Près de huit ans après les faits, les parents d'Ilyès "ne comprennent toujours pas comment on a pu en arriver là". Comment leur fils de trois ans, traité pour une simple angine, est mort le soir du réveillon de Noël, à l'hôpital Saint-Vincent-de-Paul, à Paris. L'enquête a démontré qu'une erreur de perfusion était à l'origine du drame : au lieu d'un sérum glucosé, l'enfant a reçu du chlorure de magnésium. Une méprise dont doivent répondre devant la justice une infirmière, une cadre de santé et un pharmacien, à partir de lundi.

"J'ai vu que mon fils était en train de mourir". Ilyès a été conduit à l'hôpital par ses parents, dans la matinée du 24 décembre 2008. Une infirmière expérimentée, exerçant depuis 11 ans, lui a administré ce qu'elle pensait être un sérum glucosé, le B46, destiné à le réhydrater. Mais la perfusion contenait en fait du chlorure de magnésium, un produit habituellement bénin, devenant toxique à très fortes doses. Or, dans le flacon, le médicament était pur et destiné à être dilué avant utilisation. "J'ai vu que mon fils était en train de mourir (...) Je suis sorti dans le couloir et j'ai dit 'aidez moi !'", témoignait  à l'époque le père d'Ilyès auprès du Parisien. Dans la soirée, l'enfant est décédé d'un arrêt cardiaque.

Devant les enquêteurs, l'infirmière a reconnu avoir administré le chlorure de magnésium au petit garçon par erreur. L'emballage de ce produit et celui du sérum glucosé étaient extrêmement ressemblants : même bouchon, même étiquette de couleur bleue. Seule l'inscription était différente et n'a pas été vérifiée avant administration.

Trois négligences successives.
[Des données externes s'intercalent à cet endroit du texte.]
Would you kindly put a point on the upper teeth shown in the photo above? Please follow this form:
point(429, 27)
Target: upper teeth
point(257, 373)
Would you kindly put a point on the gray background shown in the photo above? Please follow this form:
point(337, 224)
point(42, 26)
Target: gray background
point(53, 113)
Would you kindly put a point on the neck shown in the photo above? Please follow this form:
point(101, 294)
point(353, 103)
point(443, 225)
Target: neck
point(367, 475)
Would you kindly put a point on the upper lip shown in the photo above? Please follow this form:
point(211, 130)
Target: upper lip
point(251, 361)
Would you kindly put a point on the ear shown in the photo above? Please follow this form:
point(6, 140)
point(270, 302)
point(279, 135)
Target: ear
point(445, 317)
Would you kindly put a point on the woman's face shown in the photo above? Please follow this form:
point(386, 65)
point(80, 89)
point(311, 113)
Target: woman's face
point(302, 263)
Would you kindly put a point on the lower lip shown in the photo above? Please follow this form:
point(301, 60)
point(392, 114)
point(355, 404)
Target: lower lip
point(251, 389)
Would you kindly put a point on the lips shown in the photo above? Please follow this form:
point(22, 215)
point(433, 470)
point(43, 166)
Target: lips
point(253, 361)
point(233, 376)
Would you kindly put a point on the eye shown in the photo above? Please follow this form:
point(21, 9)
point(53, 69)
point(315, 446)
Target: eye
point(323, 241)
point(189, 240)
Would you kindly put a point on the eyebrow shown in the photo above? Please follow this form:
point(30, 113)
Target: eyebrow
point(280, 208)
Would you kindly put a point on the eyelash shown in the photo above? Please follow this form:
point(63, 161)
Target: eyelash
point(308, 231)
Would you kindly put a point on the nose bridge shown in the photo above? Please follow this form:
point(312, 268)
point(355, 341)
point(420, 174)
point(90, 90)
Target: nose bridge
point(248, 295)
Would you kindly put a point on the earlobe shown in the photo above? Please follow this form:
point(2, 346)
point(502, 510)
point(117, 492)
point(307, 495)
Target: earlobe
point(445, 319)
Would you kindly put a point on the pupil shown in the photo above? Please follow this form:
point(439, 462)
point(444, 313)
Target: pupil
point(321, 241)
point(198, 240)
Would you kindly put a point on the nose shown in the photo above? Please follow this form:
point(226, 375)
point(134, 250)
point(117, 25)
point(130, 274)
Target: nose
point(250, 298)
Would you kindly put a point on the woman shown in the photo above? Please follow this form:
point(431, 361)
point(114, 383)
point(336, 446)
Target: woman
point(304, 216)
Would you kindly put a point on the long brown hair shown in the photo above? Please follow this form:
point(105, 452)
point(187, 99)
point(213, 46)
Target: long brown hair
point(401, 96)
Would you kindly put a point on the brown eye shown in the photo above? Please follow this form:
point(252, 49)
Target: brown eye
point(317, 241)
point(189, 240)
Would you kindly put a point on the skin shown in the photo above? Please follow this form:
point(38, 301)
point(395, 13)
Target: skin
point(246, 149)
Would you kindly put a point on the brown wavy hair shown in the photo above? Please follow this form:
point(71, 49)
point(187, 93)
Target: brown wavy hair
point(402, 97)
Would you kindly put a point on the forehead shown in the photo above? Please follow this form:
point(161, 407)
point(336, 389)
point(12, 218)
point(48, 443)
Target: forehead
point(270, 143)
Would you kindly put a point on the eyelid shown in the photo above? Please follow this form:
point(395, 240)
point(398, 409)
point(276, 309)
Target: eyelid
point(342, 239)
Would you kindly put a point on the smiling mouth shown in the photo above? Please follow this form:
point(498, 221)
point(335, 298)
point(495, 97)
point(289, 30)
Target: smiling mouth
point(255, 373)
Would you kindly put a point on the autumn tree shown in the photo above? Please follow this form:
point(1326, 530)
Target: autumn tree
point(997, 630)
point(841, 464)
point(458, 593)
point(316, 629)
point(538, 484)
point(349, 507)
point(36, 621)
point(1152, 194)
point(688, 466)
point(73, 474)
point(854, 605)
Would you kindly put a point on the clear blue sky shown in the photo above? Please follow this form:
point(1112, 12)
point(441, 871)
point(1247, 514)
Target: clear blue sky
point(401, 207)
Mais si l'infirmière ne comparaît pas seule, c'est parce que le chlorure de magnésium n'aurait jamais dû se trouver là. A l'origine de cette affaire se trouve une commande de B46, passée par l'hôpital Saint-Vincent-de-Paul à l'hôpital Cochin, dont il dépend. L'établissement a répercuté cette commande à la pharmacie centrale des hôpitaux de Paris, en même temps qu'une autre commande de chlorure de magnésium.  

La première erreur aurait donc eu lieu dans le service du pharmacien de l'hôpital Cochin, qui a envoyé douze flacons de chlorure de magnésium à Saint-Vincent-de-Paul, au lieu du B46. Sur place, le contrôle de la livraison s'est fait sans que la méprise ne soit remarquée. Le carton a ensuite été entreposé dans la réserve pharmaceutique centrale de l'établissement, jusqu'à ce que trois flacons, pris pour du B46, en soient retirés, à nouveau sans contrôle de l'étiquetage, puis placés dans deux services, dont celui de pédiatrie. L'un est à l'origine du drame, les deux autres ont ensuite été retirés.

Cet enchaînement de négligences sera disséqué devant le tribunal correctionnel de Paris, jusqu'au 5 octobre. Les trois prévenus sont poursuivis pour homicide involontaire, tout comme l'Assistance-Publique hôpitaux de Paris (AP-HP). Celle-ci a "toujours reconnu" sa responsabilité selon son avocat, Me Benoît Chabert. D'après leur défenseur, les parents d'Ilyès attendent, eux, que les uns et les autres "prennent leurs responsabilités" et que de "lourdes sanctions" soient prononcées.